Which brings me colliding into the contradiction at the heart of this blog.  Why am I breaking my back and consequently flopping like a fish to give the tone and pitch of all this rad, mad OSR stuff to my Pathfinder game when I could just, uh.... play AD&D or OD&D or any of the inspired descendants like ACKS and LotP?  I've sounded out my friends on this and they are in fact down to play AD&D or even Three Brown Books if it's what I want; two years behind the screen has earned me the benefit of the doubt at least I guess.

As I've covered elsewhere, I think 3.5 has  certain virtues of its own that aren't to be taken lightly.   And as much as I'm not a fan of most of Pathfinder's "improvements," at its core it is still that game.  There's also the practical bit, that it is basically the game I've played for 17 years.  I know the environment/light rules, and the elevation/crouching/prone/one-half vs three-quarters cover rules, and the rules for grenadelike weapons and even what to do if you want your character to grab an opponent.  That's not nothin'!   A good crunchy combat system is maybe worth the tradeoff of each Player Character being a super-tough battleship of interlocking systems such that PC death becomes a rare calamity. 

But the fact remains all the interesting ideas are in that OSR/DIY orbit.  I mean, have you ever visited Paizo's official forum?  GitP?  The Gaming Den?  By and large dead zones of the imagination.  Efficient counsel if you come to them with a specific rules question, but like, where are the ideas?  Why doesn't 3.5 have a Zak S and False Patrick making some really off the wall shit?  What is so deadening when the PCs can cast light at will and magic missile  three times per day?  Malnourished hacks have managed to write adventures for Superman for 80 years with a better success rate than you'd think so the answer is definitely not "power level."

 One thing I am not is a causologist.  I just made that word up.  What I mean is I don't think the fact that there aren't (or I haven't seen) any really inspired dungeons or settings or whatever coming out for 3.5/Pathfinder right now means there must be some failing inherent to that system; the simplest explanation may be no one's done it yet because no one's tried or the right tryer has yet to come along.  Heck, I could be that tryer.  I won't, I've got other things to do; in theory though, I could.

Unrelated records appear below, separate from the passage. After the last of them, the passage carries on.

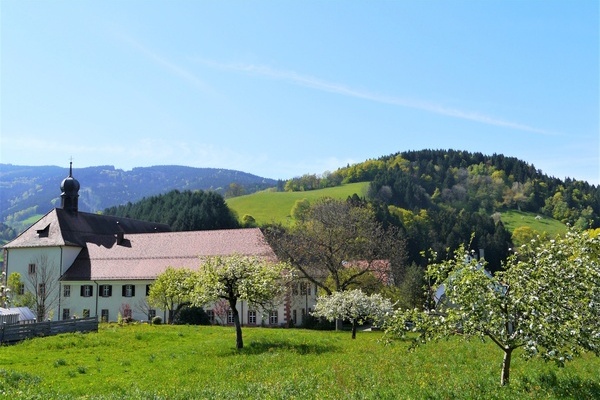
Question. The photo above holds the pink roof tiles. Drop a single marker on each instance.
(145, 255)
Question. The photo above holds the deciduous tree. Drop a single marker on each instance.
(171, 290)
(42, 282)
(234, 278)
(333, 233)
(353, 305)
(547, 301)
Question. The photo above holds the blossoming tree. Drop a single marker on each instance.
(546, 301)
(353, 305)
(234, 278)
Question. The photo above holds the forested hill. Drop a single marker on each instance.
(28, 191)
(182, 211)
(416, 180)
(443, 197)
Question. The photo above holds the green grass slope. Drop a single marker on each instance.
(268, 207)
(192, 362)
(513, 219)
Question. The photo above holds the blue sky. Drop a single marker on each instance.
(282, 88)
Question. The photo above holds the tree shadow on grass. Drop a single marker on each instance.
(259, 347)
(567, 387)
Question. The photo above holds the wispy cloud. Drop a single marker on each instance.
(167, 64)
(344, 90)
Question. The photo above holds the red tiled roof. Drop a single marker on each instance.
(144, 256)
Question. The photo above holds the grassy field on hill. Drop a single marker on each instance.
(513, 219)
(191, 362)
(268, 207)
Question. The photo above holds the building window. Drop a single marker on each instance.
(128, 290)
(87, 291)
(273, 317)
(305, 288)
(105, 290)
(251, 317)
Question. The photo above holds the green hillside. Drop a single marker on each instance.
(268, 207)
(513, 219)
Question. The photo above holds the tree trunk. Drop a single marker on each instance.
(505, 377)
(239, 342)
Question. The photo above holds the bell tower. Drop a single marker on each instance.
(69, 196)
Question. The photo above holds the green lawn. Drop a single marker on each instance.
(513, 219)
(190, 362)
(268, 207)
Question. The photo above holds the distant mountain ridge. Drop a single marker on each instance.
(28, 190)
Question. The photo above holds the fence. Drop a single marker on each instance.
(17, 332)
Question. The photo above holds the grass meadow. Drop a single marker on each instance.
(268, 206)
(198, 362)
(513, 219)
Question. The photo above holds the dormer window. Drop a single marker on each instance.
(44, 232)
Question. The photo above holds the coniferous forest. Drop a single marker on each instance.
(445, 198)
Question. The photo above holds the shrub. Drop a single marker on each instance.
(191, 315)
(320, 324)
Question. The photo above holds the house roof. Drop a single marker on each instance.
(144, 256)
(67, 228)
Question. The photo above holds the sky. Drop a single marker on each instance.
(281, 89)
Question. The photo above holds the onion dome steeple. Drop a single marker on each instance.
(69, 197)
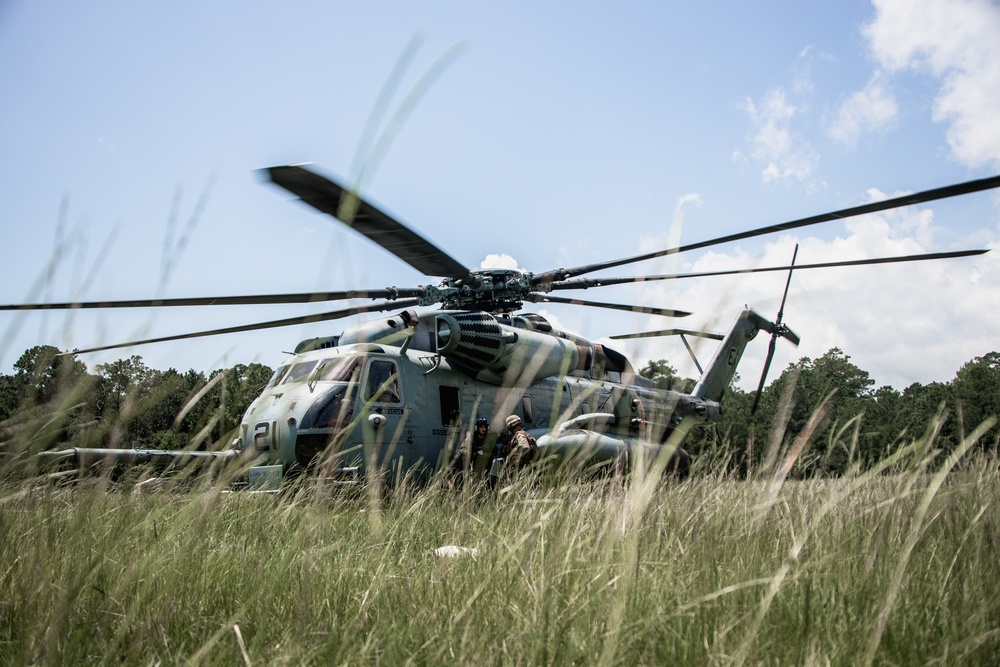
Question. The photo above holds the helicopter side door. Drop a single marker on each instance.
(384, 427)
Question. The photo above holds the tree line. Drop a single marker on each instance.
(850, 420)
(52, 400)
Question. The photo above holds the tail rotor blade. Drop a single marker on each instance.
(763, 375)
(779, 329)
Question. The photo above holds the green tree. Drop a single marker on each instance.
(976, 390)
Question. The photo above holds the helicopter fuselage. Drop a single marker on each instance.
(401, 393)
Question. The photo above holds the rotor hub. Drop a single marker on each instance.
(488, 290)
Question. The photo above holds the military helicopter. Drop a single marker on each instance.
(397, 394)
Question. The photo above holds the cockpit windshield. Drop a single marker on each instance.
(334, 369)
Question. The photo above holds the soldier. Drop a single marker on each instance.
(523, 448)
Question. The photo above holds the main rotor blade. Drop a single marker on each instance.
(586, 283)
(546, 298)
(390, 293)
(670, 332)
(291, 321)
(324, 195)
(872, 207)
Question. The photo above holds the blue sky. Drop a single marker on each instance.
(556, 136)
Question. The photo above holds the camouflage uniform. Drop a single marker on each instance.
(522, 449)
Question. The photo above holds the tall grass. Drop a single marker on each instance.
(898, 565)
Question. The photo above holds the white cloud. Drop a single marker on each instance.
(872, 108)
(498, 261)
(958, 42)
(903, 323)
(781, 154)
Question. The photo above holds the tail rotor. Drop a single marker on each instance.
(776, 329)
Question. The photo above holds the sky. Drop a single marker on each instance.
(543, 135)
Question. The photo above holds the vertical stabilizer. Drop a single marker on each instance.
(720, 371)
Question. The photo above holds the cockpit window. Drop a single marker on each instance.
(298, 372)
(334, 369)
(277, 377)
(338, 369)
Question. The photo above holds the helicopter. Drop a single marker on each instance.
(397, 394)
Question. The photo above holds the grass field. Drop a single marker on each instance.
(897, 566)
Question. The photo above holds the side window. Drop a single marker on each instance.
(449, 404)
(382, 378)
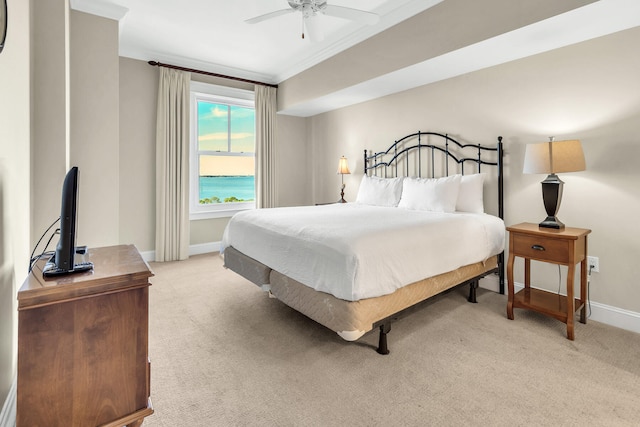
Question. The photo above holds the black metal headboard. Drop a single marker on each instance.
(432, 153)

For the last couple weeks my out-of-session "homework" as DM has simply been to translate Zak and Patrick's combined madness into the rote numbers of a Pathfinder-compatible dungeon: tweaking and making a few small changes (like in room 206 I added an earth floor with a multitude of mushrooms, and I heavily altered room 1.  That's it).  In lieu of doing a lot of creative heavy lifting I have given my fumbling graphite drawings a little more exercise.  I've discovered actually filling in the background with blackness (as you'd see wandering in dark corridors by torchlight) will elevate a rude sketch quite a bit.  I've largely backed away from a lot of the original module's lethality and acquiesced to Pathfinder's base assumption that everything  can be resisted/evaded with a successful saving throw.  Even if the danger's not as high the Maze is still a weird, wonderful place my players have enjoyed nosing around in.  And they haven't even met any of the Torne Sisters yet, each of whom I want to introduce with a BIG (14x11") cool drawing.

 Since I began writing this post I have forgotten what the point I was coming to actually was.  This happens A LOT and is a big reason I blog infrequently.  That means I probably already made the point I wanted to so let's leave off here.